On Fri, Apr 11, 2014 at 3:06 PM, Sumana Harihareswara <sumanah(a)wikimedia.org
wrote:
The way we do stuff now: within your code, you write
your core or
extension code so that it interacts with various objects, subclasses
this and event-handles that and hooks into the other thing. And there
are several files and classes and globals that you kind of have to
interact with to do many different things, like index.php and $wgTitle
and $mediawiki .
A service-oriented architecture would change this; instead, code authors
would be able to read and write data via services. You sort of see this
now, in how there's a Notifications service and a Parsoid service that
new core or extensions code can push to or read from. In an SOA, we'd
extend that to include LOTS of functionality - basically any retrieval
or modification of data that a new feature might request or activate
that, in a more monolithic architecture, would require direct database
access or other permanent data store.
I'm not sure that distinction is entirely correct.

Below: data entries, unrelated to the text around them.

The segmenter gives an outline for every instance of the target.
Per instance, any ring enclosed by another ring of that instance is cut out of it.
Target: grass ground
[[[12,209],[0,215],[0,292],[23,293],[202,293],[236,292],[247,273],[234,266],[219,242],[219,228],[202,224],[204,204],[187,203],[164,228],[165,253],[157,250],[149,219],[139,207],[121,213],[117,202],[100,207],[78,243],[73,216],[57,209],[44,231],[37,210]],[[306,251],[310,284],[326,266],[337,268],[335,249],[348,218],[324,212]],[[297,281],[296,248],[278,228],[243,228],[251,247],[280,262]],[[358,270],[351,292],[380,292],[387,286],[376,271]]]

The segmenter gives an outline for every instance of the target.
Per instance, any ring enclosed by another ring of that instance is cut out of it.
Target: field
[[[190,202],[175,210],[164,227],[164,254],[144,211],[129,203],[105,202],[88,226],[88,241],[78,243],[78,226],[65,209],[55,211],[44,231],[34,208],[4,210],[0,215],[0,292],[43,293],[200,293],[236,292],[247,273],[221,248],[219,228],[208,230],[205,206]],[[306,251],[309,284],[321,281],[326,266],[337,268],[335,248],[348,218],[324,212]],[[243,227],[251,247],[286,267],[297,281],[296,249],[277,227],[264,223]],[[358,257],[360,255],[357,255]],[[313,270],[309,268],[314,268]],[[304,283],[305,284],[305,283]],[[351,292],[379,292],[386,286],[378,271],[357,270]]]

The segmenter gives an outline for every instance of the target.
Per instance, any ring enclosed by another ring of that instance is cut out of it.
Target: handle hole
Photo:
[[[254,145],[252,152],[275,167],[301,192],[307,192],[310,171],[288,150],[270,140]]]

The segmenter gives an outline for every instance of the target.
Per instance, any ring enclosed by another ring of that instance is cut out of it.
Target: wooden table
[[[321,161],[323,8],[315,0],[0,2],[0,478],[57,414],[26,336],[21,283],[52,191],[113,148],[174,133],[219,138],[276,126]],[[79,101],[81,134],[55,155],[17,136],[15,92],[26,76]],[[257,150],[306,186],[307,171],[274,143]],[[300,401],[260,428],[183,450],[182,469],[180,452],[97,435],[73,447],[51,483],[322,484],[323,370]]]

For example, database access itself is a service (provided by MySQL, or
PostgreSQL, or other SQL servers), although it's not often though of that
way because we still interact with it via various objects, subclasses, and
so on. And it doesn't use REST, of course.
The same goes for the "caching" service, which is often thought of as
memcached even though it might be redis, or the database, or even nothing
more than a hash table in RAM that's not saved anywhere.
Search is another example. MediaWiki core has a search engine based on the
database, and WMF sites have been using a service provided by lucene. Now
we're in the process of starting to use an ElasticSearch service. Not much
in core needed to change for this, because the details of accessing the
different services are already abstracted behind various classes.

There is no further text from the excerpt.